Published by the Students of Johns Hopkins since 1896
January 28, 2022

Students host annual AIDS Awareness Banquet

By SAMHITA ILANGO | April 3, 2014

AIDS Alliance, Hopkins’ AIDS awareness club on campus, held an annual banquet not only to satisfy the Indian food cravings of students all around, but also to raise awareness about AIDS in the Baltimore community. This past Friday, in one of the Charles Commons ballrooms, club president and senior Bryan Kohrs assembled his team to put together an unforgettable and educational banquet. At the banquet, the club emphasized the prevalence of AIDS in our local community.

In an interview with The News-Letter, Khors said, “The local community here in Baltimore city and surrounding counties have some of the highest HIV/AIDS rates in the entire U.S.”

When asked how he got involved in AIDS Alliance, he said, “I first attended an AIDS Alliance meeting sophomore year because one of my friends told me there was pizza at meetings and I was hungry. I continued coming and eventually found my way onto the board because they were good people committed to volunteering for what I thought was and still is an important cause.”

This annual buffet is one of the club’s main events.

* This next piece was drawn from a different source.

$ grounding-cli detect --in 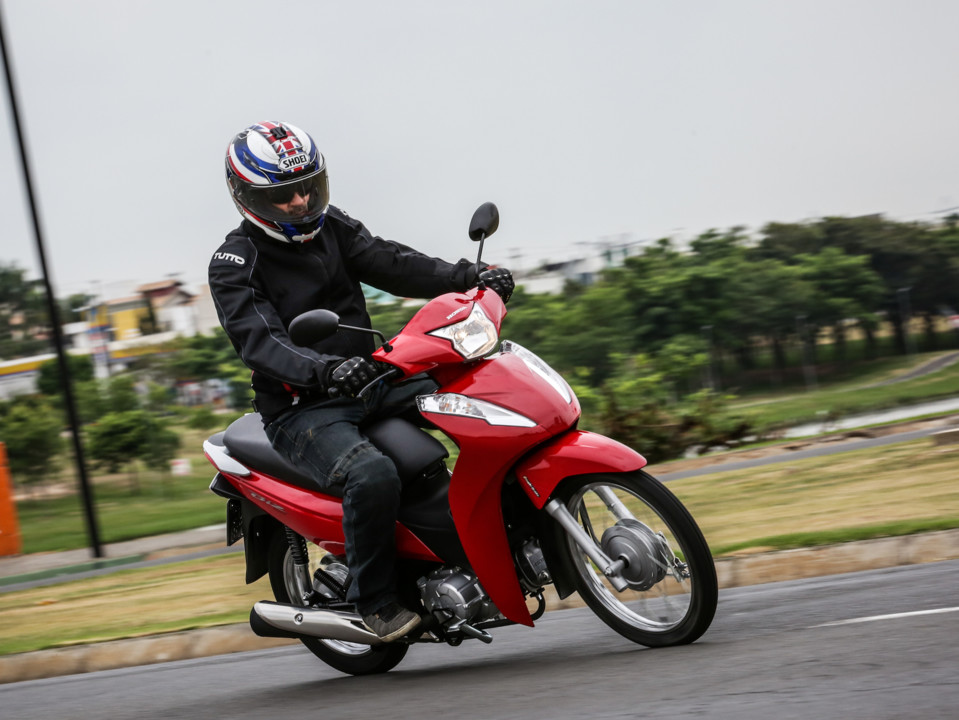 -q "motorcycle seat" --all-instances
[223,413,449,497]
[223,413,326,497]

This year, it began with an all you can eat Indian buffet catered by Indigma Indian Restaurant. After the food, there were guest speakers, dance teams, a capella groups and a raffle to entertain the crowd.

“Event planning was a disjointed mess for the most part that came together at the end. Our board and small but loyal membership came through with all of their individual tasks to coordinate catering, performances, speakers, decorations, advertising, etc. We were fortunate to get a great pair of speakers from our local partner, Moveable Feast,” said Kohrs.

The speakers included Cynthia Sears, a professor at the Johns Hopkins School of Medicine, and Tom Bonderenko, the executive director of Moveable Feast, an organization that, among other things, provides food to Maryland residents with AIDS. Kohrs first heard Sears speak during a class that brings professors from all Hopkins campuses to Homewood for a 1.5 hour lecture once a week.

“Dr. Cynthia Sears spoke ... about her research into infectious disease and mentioned that she worked on infectious disease as an attending at Sloane-Kettering in New York City during the early 1980s ... she saw some of the first AIDS patients every recorded,” Kohrs said.

AIDS Alliance partners with Moveable Feast to further assist those with HIV/AIDS. Moveable Feast provides nutritious meals and other services at no cost to people who are sick and need support. “They provide food for people living in poverty with these conditions and AIDS Alliance goes once a month and helps them with whatever they might need: chopping vegetables, putting the food in the trays, packaging the tray etc.,” said Vidushi Purohit, sophomore and AIDS Alliance board member.

The event served as a learning opportunity for its members and the attendees.

Sophomore Ching Xie noted, “My favorite part was the video that we saw. Being a member of AIDS Alliance and having personally worked at Moveable Feast, I was not exactly sure what we were doing except feeding those who were in a situation where they could not receive a healthy meal on their own.” The video depicted members, workers, and receivers of Moveable Feast describing to viewers how the organization has helped them in many ways.

“I think after watching the video it was a lot more clear to me personally what Moveable Feast was about and what they were trying to achieve in the community. After hearing of all the progress that they’ve made and seeing the impact that they have had on people motivated me to try and contribute more to the program and AIDS alliance overall,” Xie said.